It Took a Town to Find Help for Tar Creek
By John David Sutter, The Oklahoman, Oklahoma City
Jul. 13–PICHER — Over the years, many have championed the cause of this polluted lead and zinc mining town from behind the scenes.
The former northeastern Oklahoma mining district, called Tar Creek, has been on the government’s list of high-priority environmental cleanup sites since 1983. In recent years, residents have slowly left the area, as a government-funded program pays willing people for their property.
Behind the politics of that plan and many others, local advocacy has been present. A local nurse was the first to suggest mine waste near the town of Picher might be poisoning kids. A nuclear scientist returned to his hometown and pushed for a look at massive cave-ins caused by extensive subterranean mine workings. And a guidance counselor has been drawing attention to poisoned waters at the site for more than a decade.

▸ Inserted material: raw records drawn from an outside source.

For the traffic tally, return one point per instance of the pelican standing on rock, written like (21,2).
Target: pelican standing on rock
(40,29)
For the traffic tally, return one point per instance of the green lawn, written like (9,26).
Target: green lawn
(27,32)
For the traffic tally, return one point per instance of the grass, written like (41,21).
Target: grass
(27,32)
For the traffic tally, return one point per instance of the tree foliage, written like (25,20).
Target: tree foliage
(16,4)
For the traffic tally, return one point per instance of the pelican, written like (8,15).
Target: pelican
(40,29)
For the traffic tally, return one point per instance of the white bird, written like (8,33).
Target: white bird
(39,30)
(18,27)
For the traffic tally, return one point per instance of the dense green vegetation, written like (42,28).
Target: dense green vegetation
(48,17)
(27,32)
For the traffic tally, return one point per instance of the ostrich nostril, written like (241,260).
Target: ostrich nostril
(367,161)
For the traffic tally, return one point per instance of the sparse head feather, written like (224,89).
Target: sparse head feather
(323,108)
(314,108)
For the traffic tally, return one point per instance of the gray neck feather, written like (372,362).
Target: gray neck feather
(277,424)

Meanwhile, in a campaign ad, Republican U.S. Sen. Jim Inhofe claims to be responsible for the environmental cleanup and buyout program.
In the commercial, titled “One Man in America,” a narrator says: “Tar Creek: poisoned earth, the threat of schools and churches sinking into abandoned mines. Everyone thought it would be too much to tackle, except for one stubborn man named Inhofe.”
Some residents say a buyout, which is unfinished, wouldn’t have happened without Inhofe.
But before any politicians got involved, common people have fought to put Tar Creek on the government’s radar for more than three decades.
The prairie was oozing orange, and George Mayer is said to be the first to have taken notice.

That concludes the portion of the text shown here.